A Year Without a Santa Claus
Elves Jingle and Jangle soon regret their visit to South Town, USA, when they are taken into custody on suspicion of being illegal immigrants(or possibly terrorits), cruelty to animals, and the corruption of minors. Local news claims global warming is false after South Town is hit by the biggest snow storm of the century. A silver alert is issued in South Town as an elderly man, who suffers from Alzheimer’s and claims to be Santa Claus, goes missing from a local nursing home. He is reunited with his family just in time for the holidays.
A Christmas Carol
Scrooge is a highly esteemed billionaire who isn’t afraid to say that he supports “decreasing the surplus population.” Scrooge partners with the Marley brothers to mount a $500 million campaign to fight the war on Christmas. Yet, regrettably, Scrooge must terminate 1,000 employees due to declining profits.
One such employee is Bob Cratchit. This holiday seasoning, Bob and his family come to terms with an impending foreclosure on their home, as well as the untimely loss of their disabled son (due in part because of not being able to afford health insurance and/or denied coverage). Cratchit attempts to renegotiate his salary and benefits to retain his position. Scrooge denies him, stating that unemployment benefits should be sufficient, as well as any savings Cratchit put away for such hard times. After the encounter, Scrooge immediately calls various lobbyists and politicians to express his disapproval of unemployment extensions, and his full support of tax cuts for the top 2% wage earners.

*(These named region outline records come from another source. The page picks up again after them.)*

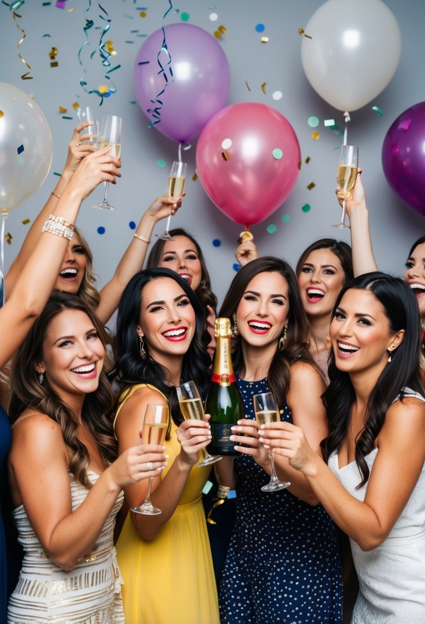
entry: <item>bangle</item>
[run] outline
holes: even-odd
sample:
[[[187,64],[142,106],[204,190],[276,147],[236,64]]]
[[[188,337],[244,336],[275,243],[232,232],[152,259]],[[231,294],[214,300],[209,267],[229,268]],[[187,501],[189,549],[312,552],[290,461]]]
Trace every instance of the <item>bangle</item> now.
[[[139,236],[138,234],[135,234],[134,237],[135,238],[138,238],[142,243],[146,243],[148,245],[150,244],[150,240],[148,238],[145,238],[144,236]]]

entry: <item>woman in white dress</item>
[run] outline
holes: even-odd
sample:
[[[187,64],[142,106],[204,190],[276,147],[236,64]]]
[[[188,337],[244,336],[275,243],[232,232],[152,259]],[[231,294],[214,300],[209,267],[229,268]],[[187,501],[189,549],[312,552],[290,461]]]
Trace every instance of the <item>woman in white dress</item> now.
[[[113,547],[122,488],[164,468],[163,447],[117,457],[106,334],[74,295],[55,291],[12,369],[9,477],[24,559],[9,624],[123,623]]]
[[[350,537],[353,624],[424,624],[425,398],[411,289],[378,272],[355,278],[338,298],[330,335],[325,461],[290,423],[262,426],[262,439],[303,473]]]

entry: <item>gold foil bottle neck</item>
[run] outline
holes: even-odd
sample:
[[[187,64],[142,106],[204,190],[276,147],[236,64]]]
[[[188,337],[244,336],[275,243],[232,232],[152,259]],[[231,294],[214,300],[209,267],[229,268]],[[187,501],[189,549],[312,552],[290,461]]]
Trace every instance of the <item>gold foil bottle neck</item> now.
[[[227,317],[216,318],[214,326],[214,333],[216,338],[230,338],[232,334],[230,319]]]

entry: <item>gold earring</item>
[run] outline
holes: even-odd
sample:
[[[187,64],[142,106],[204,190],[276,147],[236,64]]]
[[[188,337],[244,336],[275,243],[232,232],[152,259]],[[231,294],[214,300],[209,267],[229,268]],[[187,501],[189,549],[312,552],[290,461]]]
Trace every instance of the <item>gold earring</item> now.
[[[146,359],[146,351],[145,351],[145,344],[143,343],[143,336],[139,334],[139,340],[140,341],[140,357],[142,359]]]
[[[287,332],[287,329],[288,329],[288,324],[286,323],[284,328],[283,336],[281,336],[279,339],[279,351],[282,351],[282,349],[284,348],[284,346],[285,346],[285,343],[286,342],[286,339],[288,338],[288,334]]]

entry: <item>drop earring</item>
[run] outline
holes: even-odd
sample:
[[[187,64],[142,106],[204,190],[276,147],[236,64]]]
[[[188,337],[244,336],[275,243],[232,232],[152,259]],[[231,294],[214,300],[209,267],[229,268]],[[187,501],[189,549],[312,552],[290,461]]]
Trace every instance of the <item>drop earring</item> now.
[[[145,351],[145,344],[143,343],[143,336],[139,334],[139,340],[140,341],[140,357],[142,359],[146,359],[146,351]]]

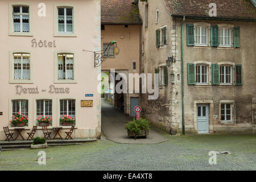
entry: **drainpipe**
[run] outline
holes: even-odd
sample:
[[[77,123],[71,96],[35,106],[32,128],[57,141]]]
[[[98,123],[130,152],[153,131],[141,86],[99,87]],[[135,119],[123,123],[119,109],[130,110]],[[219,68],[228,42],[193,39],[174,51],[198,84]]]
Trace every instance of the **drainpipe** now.
[[[185,135],[185,111],[184,104],[184,60],[183,60],[183,23],[185,16],[181,23],[181,89],[182,89],[182,134]]]

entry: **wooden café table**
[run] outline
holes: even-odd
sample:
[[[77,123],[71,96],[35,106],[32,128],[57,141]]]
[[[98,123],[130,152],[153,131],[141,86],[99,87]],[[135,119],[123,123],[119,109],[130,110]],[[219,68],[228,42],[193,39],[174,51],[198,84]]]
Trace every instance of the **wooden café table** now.
[[[62,129],[63,129],[62,127],[52,127],[52,129],[56,131],[55,135],[54,135],[53,138],[52,139],[53,140],[54,140],[56,136],[57,136],[57,134],[58,134],[59,136],[60,136],[61,139],[63,139],[61,136],[60,136],[60,134],[59,133],[59,131],[60,131],[60,130]]]
[[[17,136],[16,136],[15,139],[14,139],[14,140],[16,140],[17,139],[18,136],[20,136],[20,137],[23,139],[23,140],[24,140],[25,139],[24,139],[23,136],[22,136],[22,135],[21,134],[21,132],[22,131],[22,130],[24,130],[25,129],[25,127],[16,127],[15,129],[14,129],[14,130],[16,130],[18,132],[18,135]]]

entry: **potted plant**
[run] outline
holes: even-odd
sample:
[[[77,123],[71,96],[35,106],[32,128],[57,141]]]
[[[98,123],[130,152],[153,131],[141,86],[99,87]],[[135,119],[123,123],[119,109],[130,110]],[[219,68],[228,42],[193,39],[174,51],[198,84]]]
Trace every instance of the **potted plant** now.
[[[38,121],[39,126],[49,126],[49,123],[52,121],[52,118],[50,117],[49,118],[47,118],[47,117],[44,117],[44,115],[42,115],[38,118],[36,118],[36,121]]]
[[[134,119],[132,121],[125,125],[125,129],[127,131],[128,137],[148,136],[150,122],[147,119],[141,118],[139,119]]]
[[[63,126],[73,125],[76,122],[76,118],[63,114],[62,117],[60,118],[60,122]]]
[[[13,115],[12,119],[10,121],[11,126],[16,127],[25,126],[28,122],[28,118],[19,111],[15,115]]]
[[[31,146],[32,149],[46,148],[47,147],[47,143],[44,138],[36,137],[34,139]]]

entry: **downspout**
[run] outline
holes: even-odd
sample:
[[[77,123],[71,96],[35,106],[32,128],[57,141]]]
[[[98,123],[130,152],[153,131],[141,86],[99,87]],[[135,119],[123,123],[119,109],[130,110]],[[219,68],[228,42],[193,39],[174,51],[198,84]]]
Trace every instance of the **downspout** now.
[[[183,60],[183,23],[185,16],[181,23],[181,89],[182,89],[182,134],[185,135],[185,111],[184,104],[184,60]]]

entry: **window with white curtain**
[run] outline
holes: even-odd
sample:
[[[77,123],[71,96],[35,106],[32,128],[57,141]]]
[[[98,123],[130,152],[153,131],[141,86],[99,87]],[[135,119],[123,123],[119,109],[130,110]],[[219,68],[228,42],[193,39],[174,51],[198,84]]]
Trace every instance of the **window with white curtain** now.
[[[28,100],[13,100],[13,115],[15,115],[18,112],[26,117],[28,117]]]
[[[73,32],[73,8],[58,7],[59,32]]]
[[[73,80],[74,55],[58,54],[58,79]]]
[[[231,46],[230,28],[220,28],[218,29],[218,39],[220,46]]]
[[[61,100],[60,117],[64,115],[74,118],[76,117],[76,100]]]
[[[30,55],[14,53],[14,79],[30,79]]]
[[[220,66],[220,77],[221,84],[232,84],[232,67]]]
[[[42,115],[49,118],[52,117],[52,101],[50,100],[36,100],[36,118]]]
[[[196,45],[208,45],[208,29],[207,27],[196,27]]]
[[[29,32],[29,7],[14,6],[13,7],[14,32]]]

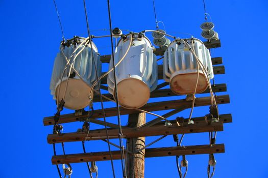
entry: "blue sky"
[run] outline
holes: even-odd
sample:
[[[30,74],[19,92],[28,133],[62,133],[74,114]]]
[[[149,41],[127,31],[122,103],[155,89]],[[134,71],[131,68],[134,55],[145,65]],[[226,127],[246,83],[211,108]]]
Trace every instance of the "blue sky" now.
[[[86,37],[83,1],[58,0],[57,3],[65,37]],[[92,34],[108,34],[108,31],[99,30],[109,28],[106,1],[90,0],[87,4]],[[158,20],[164,23],[168,33],[186,38],[187,35],[179,32],[187,33],[204,40],[199,27],[204,21],[202,1],[155,0],[155,4]],[[268,2],[207,0],[206,5],[222,44],[221,48],[212,50],[212,55],[223,57],[226,69],[226,74],[216,75],[215,79],[216,83],[227,83],[228,92],[219,95],[229,94],[231,100],[231,104],[220,106],[220,113],[231,113],[233,120],[233,123],[226,124],[224,131],[217,135],[217,143],[225,144],[226,153],[215,155],[215,177],[267,177],[268,98],[264,92],[268,86]],[[113,27],[137,32],[155,28],[152,1],[111,1],[111,6]],[[0,177],[57,177],[57,170],[51,162],[52,145],[46,142],[52,127],[44,127],[42,123],[44,116],[56,112],[49,85],[61,34],[53,1],[1,0],[0,21]],[[152,39],[151,34],[147,36]],[[102,54],[111,53],[109,40],[94,41]],[[104,70],[106,68],[104,65]],[[105,105],[106,107],[114,106],[108,103]],[[94,107],[98,108],[100,105],[96,103]],[[187,109],[177,115],[187,117],[189,111]],[[194,110],[193,115],[202,116],[208,111],[208,106],[200,107]],[[70,112],[65,109],[63,113]],[[148,115],[147,120],[153,118]],[[127,117],[121,119],[125,124]],[[116,121],[115,117],[107,120]],[[82,125],[65,124],[64,131],[74,132]],[[92,128],[98,127],[92,125]],[[207,144],[207,134],[187,135],[183,143]],[[155,138],[147,140],[149,142]],[[170,136],[152,147],[175,145]],[[80,143],[66,143],[65,147],[68,154],[83,151]],[[107,144],[100,141],[87,142],[86,148],[88,152],[108,151]],[[62,154],[59,146],[57,150]],[[187,177],[206,177],[207,155],[186,158],[189,161]],[[99,162],[97,165],[99,177],[112,177],[109,161]],[[119,160],[115,161],[115,166],[116,177],[121,177]],[[73,168],[72,177],[88,176],[85,163],[74,164]],[[178,177],[175,158],[147,159],[145,174],[146,177]]]

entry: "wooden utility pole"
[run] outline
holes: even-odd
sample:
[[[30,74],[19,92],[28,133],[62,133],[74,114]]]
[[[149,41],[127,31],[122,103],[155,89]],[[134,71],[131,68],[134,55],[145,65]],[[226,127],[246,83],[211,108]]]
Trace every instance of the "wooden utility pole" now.
[[[220,40],[211,41],[204,42],[207,48],[217,48],[221,47]],[[157,48],[154,51],[156,55],[163,56],[167,47]],[[101,57],[104,63],[110,61],[111,55],[105,55]],[[224,66],[219,65],[223,64],[222,57],[212,58],[213,70],[214,75],[224,74],[225,73]],[[163,66],[158,66],[158,79],[163,79]],[[102,84],[107,84],[107,78],[102,78]],[[151,93],[150,98],[169,97],[177,96],[173,93],[170,88],[163,89],[169,83],[164,82],[159,83],[156,89]],[[102,89],[108,91],[108,87],[101,85]],[[213,92],[220,93],[227,91],[225,83],[215,84],[211,85]],[[203,94],[209,93],[209,90],[204,91]],[[110,94],[105,94],[107,98],[113,99],[113,96]],[[223,104],[230,103],[229,95],[218,95],[215,97],[215,101],[217,104]],[[109,100],[104,99],[104,102],[109,102]],[[94,97],[94,102],[100,102],[98,97]],[[221,114],[219,115],[219,122],[208,122],[204,116],[191,118],[194,121],[194,124],[188,124],[188,118],[184,118],[180,125],[177,124],[178,120],[169,120],[172,126],[164,126],[165,121],[162,117],[168,118],[174,114],[188,108],[190,108],[192,104],[192,101],[185,99],[155,102],[147,103],[141,107],[141,110],[128,109],[120,107],[120,115],[129,115],[128,124],[122,126],[123,138],[127,139],[127,150],[125,152],[126,169],[128,178],[144,178],[144,160],[145,158],[160,157],[166,156],[176,156],[182,155],[192,155],[199,154],[214,154],[225,152],[224,144],[212,144],[206,145],[184,145],[183,146],[161,147],[155,148],[147,148],[145,146],[145,137],[162,135],[166,136],[176,134],[185,134],[196,133],[220,132],[223,131],[223,124],[232,122],[231,114]],[[210,97],[197,97],[195,99],[194,107],[209,106],[211,105]],[[105,109],[106,117],[112,117],[117,115],[117,108],[106,108]],[[157,117],[152,120],[145,122],[145,113],[141,112],[145,110],[149,112],[171,110],[165,113],[161,117]],[[118,138],[118,128],[119,126],[109,122],[104,122],[99,118],[102,117],[102,109],[95,110],[91,115],[90,122],[101,126],[107,125],[110,127],[107,130],[110,139]],[[83,112],[81,114],[76,114],[75,113],[61,114],[58,124],[72,123],[79,121],[88,121],[88,112]],[[212,117],[210,118],[212,119]],[[43,120],[44,126],[54,125],[54,116],[45,117]],[[86,140],[103,140],[105,142],[107,138],[106,130],[104,129],[91,130],[89,133],[86,132],[76,132],[64,133],[61,134],[54,133],[47,136],[47,142],[49,144],[56,144],[68,142],[84,141]],[[157,140],[156,140],[157,141]],[[120,146],[113,143],[110,144],[117,148]],[[142,149],[142,150],[141,150]],[[139,151],[138,151],[139,150]],[[119,150],[112,151],[113,160],[120,160],[121,152]],[[52,162],[53,164],[68,164],[74,163],[82,163],[88,162],[105,161],[110,160],[110,152],[88,152],[75,154],[64,154],[54,155],[52,157]]]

The story closes with the Cratchit family finding comfort and solace at church, and being thankful of Scrooge for fighting to keep the Christ in Christmas, and donating a life-size nativity scene that is displayed on the lawn of city hall.
It’s a Wonderful Life
A lifelong citizen of Pottersville, George Bailey commits suicide on Christmas Eve when he learns that his family-owned business is about to fold. Efforts to save George’s business by the community had been denied, with many people believing that George didn’t deserve a “bailout” and “should have known better” and he “should have been more responsible.”
Meanwhile, the wealthy Mr. Potter (for whom the town is named), receives a free, life-saving operation for his chronic heart condition (he was a top ranking politician for three decades). Unfortunately, the operation comes too late and Mr. Potter dies. The community is deeply saddened by the loss of such a great citizen and quickly raise money to build a memorial in his honor.